# No Crimson Trace for my Loaded MC Operator



## plentyofpaws (Nov 7, 2008)

Called CT and inquired, nope they don't make a CT for my gun. Now it's a thought process, do I sell the SA and buy a Kimber! Decisions, decisions!


----------



## VAMarine (Dec 25, 2008)

As I posted to the other thread, you need to be specific with them on the terminology, they probably thought you were talking about the EMP.

I just called them and re verified, the Officer's Model grips WILL fit your Micro.


----------



## VAMarine (Dec 25, 2008)

Can anyone tell me what's wrong with this picture from the Crimson Trace website?










I'll give you a hint, look at the make of the gun and compare it to the "Fits models"


----------



## plentyofpaws (Nov 7, 2008)

VAMarine said:


> Can anyone tell me what's wrong with this picture from the Crimson Trace website?
> 
> 
> 
> ...


Thanks VA. I will call them and ask. Do you know who you spoke with?


----------



## VAMarine (Dec 25, 2008)

plentyofpaws said:


> Thanks VA. I will call them and ask. Do you know who you spoke with?

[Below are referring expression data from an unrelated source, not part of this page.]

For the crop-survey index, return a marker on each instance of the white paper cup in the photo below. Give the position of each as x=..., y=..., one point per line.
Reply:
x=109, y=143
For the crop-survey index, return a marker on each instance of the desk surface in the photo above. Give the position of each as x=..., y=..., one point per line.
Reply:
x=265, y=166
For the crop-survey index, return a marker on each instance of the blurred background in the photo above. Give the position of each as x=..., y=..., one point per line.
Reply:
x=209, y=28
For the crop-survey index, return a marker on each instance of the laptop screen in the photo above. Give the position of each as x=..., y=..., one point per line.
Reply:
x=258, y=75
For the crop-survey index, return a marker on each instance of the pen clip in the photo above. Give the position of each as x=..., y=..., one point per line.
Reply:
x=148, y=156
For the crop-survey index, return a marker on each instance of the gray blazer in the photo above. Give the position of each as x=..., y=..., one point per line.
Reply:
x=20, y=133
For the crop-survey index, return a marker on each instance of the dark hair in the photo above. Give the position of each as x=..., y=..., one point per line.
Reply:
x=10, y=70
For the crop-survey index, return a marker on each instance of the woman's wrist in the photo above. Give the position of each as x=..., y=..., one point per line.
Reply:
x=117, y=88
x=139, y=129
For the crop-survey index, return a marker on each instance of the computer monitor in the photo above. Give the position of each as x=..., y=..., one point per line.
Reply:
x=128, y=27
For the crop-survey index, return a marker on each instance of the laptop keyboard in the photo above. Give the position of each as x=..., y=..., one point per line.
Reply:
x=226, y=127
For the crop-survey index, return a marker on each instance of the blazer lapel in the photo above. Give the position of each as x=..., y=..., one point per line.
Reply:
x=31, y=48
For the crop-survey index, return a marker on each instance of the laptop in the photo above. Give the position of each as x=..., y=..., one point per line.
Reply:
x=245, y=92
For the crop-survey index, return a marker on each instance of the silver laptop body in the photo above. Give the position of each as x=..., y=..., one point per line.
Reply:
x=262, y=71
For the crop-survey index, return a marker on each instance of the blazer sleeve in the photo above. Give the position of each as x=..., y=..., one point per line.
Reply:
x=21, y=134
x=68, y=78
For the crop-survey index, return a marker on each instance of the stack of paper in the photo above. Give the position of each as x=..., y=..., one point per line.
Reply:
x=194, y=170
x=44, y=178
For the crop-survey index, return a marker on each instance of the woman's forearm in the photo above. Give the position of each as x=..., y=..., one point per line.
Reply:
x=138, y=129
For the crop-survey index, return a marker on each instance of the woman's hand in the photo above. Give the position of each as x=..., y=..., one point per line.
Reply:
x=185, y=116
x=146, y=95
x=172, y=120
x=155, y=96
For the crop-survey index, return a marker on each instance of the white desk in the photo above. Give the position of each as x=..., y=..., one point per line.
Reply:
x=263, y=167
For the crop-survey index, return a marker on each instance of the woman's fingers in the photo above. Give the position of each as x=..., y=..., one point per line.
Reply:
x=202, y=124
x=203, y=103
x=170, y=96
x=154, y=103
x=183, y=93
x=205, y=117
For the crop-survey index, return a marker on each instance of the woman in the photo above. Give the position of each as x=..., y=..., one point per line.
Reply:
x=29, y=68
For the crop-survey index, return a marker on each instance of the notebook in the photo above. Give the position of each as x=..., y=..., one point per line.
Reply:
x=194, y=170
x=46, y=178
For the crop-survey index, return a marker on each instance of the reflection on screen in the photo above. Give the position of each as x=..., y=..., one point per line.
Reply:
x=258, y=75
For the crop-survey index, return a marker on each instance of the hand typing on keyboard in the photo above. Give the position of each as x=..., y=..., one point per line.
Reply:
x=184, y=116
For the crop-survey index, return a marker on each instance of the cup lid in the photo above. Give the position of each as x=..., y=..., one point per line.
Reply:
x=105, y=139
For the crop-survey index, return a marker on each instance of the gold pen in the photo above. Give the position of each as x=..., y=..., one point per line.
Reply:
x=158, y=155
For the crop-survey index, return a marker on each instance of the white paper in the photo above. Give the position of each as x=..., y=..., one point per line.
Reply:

Couldn't under stand the name, just tell them that you have a Loaded *Micro* *Compact*, the standard 3" 1911 in .45. *NOT an EMP or MC Operator*, remember the "MC" Operator is a 5" gun. Your gun has the standard Officers size grip with bushings 2-11/16" apart, you want wither the model 404 or 304 pending on type of activation preferred.


----------